I noticed an interesting change with my ISP the other day. About a week ago, for some inexplicable reason, SpamAssassin, finally kicked in on mail going though the ISP. I had set the option to use SpamAssassin many months before.
The result was that spam getting to my inbox was dramatically reduced (from about 200 messages per day to about 50). The only problem was that I now needed to clear out the trash on my ISP every day. Then SoBig happened, and while I was getting my fair share of virus laden messages on my desktop, most were getting caught by SpamAssassin.
Yesterday morning, however, I discovered a flood of SoBig messages in my inbox. When I logged into my ISP, there weren't any in the Trash. SpamAssassin was passing all the virus laden messages straight through to me.
I am guessing that the ISP realized that they had a huge problem in the making. By capturing SoBig messages on the server and storing them in the Trash, they were rapidly collecting megabytes of 100k attachments.
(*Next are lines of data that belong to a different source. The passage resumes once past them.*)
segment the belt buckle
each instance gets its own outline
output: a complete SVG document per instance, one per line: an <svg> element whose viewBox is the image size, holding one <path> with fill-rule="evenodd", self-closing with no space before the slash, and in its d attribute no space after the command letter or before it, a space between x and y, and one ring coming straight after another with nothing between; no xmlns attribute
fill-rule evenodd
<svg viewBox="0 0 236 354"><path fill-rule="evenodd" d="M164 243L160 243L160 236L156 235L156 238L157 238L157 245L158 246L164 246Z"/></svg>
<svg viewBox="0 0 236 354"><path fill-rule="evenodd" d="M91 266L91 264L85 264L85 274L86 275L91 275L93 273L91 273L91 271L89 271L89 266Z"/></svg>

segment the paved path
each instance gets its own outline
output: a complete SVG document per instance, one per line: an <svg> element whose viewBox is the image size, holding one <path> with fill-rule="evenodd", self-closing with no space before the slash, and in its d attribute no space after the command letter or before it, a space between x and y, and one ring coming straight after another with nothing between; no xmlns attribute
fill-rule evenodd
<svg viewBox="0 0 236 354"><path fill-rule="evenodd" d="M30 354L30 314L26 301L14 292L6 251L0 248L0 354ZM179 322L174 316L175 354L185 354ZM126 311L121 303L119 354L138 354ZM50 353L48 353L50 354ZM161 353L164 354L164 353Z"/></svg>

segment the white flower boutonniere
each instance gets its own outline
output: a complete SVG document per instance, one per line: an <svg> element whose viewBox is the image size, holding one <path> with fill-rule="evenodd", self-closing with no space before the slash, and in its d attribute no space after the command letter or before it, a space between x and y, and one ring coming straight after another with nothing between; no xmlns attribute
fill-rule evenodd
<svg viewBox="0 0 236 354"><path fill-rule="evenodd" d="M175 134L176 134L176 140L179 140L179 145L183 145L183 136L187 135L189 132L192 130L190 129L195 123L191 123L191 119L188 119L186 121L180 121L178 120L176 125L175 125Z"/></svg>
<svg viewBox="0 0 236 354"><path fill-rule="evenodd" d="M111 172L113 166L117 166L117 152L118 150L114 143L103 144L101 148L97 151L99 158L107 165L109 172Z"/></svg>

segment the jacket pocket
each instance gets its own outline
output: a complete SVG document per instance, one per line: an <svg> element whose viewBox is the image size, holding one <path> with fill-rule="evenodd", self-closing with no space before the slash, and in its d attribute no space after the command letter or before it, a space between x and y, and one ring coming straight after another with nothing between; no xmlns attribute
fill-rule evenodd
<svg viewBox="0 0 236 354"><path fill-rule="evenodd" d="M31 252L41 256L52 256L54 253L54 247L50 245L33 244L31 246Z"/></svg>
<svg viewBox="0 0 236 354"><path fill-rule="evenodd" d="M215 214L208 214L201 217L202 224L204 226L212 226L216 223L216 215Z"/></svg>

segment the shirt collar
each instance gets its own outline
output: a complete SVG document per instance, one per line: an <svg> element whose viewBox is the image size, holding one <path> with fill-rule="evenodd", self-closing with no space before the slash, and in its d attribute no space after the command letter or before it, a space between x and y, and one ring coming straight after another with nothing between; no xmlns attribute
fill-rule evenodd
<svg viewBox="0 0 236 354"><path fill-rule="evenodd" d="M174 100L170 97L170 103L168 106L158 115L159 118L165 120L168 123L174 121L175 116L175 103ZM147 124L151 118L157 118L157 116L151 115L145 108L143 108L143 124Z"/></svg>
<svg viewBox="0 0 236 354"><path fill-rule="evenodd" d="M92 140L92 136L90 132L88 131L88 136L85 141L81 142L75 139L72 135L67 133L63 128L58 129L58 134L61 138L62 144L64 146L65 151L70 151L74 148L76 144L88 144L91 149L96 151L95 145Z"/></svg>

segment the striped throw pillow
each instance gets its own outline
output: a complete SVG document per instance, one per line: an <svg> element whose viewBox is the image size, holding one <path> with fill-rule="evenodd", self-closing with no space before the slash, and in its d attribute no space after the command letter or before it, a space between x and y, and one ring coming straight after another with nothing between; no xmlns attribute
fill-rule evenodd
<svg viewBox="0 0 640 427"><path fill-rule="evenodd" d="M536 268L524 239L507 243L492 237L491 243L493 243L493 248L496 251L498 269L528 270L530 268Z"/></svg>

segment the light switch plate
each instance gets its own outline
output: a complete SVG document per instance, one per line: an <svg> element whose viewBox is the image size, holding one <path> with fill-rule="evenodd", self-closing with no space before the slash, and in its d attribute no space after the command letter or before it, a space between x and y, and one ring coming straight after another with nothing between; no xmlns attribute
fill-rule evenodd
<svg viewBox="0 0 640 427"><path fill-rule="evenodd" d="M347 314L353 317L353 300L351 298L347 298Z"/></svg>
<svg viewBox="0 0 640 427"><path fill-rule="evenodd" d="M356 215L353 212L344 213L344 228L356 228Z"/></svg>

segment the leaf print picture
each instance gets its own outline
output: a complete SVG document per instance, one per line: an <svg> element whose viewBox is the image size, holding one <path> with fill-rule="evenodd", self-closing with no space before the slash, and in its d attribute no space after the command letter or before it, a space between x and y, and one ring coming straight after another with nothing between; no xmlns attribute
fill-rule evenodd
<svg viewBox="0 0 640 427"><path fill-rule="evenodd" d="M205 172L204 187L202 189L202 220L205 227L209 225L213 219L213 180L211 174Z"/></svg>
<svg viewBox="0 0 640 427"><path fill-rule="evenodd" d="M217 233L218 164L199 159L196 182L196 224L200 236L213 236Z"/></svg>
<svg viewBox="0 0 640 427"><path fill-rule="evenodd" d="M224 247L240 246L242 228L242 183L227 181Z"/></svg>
Now rather than realizing that I probably didn't want them and just deleting them off their server, they passed the problem off to me. Gee thanks.
But, I can see their point. Users are more likely to handle the problem if they know that it is there. If they didn't know that their trash was rapidly filling up, they wouldn't clear it out.
Also, users might be better equipped to handle the flood. For me it was a simple filter that checked for two hyphens in the date field (a suggestion pointed out on the Mac Net Journal), every message that the filter caught goes in to the mail trash and the virus containing attachments go into the computers trash.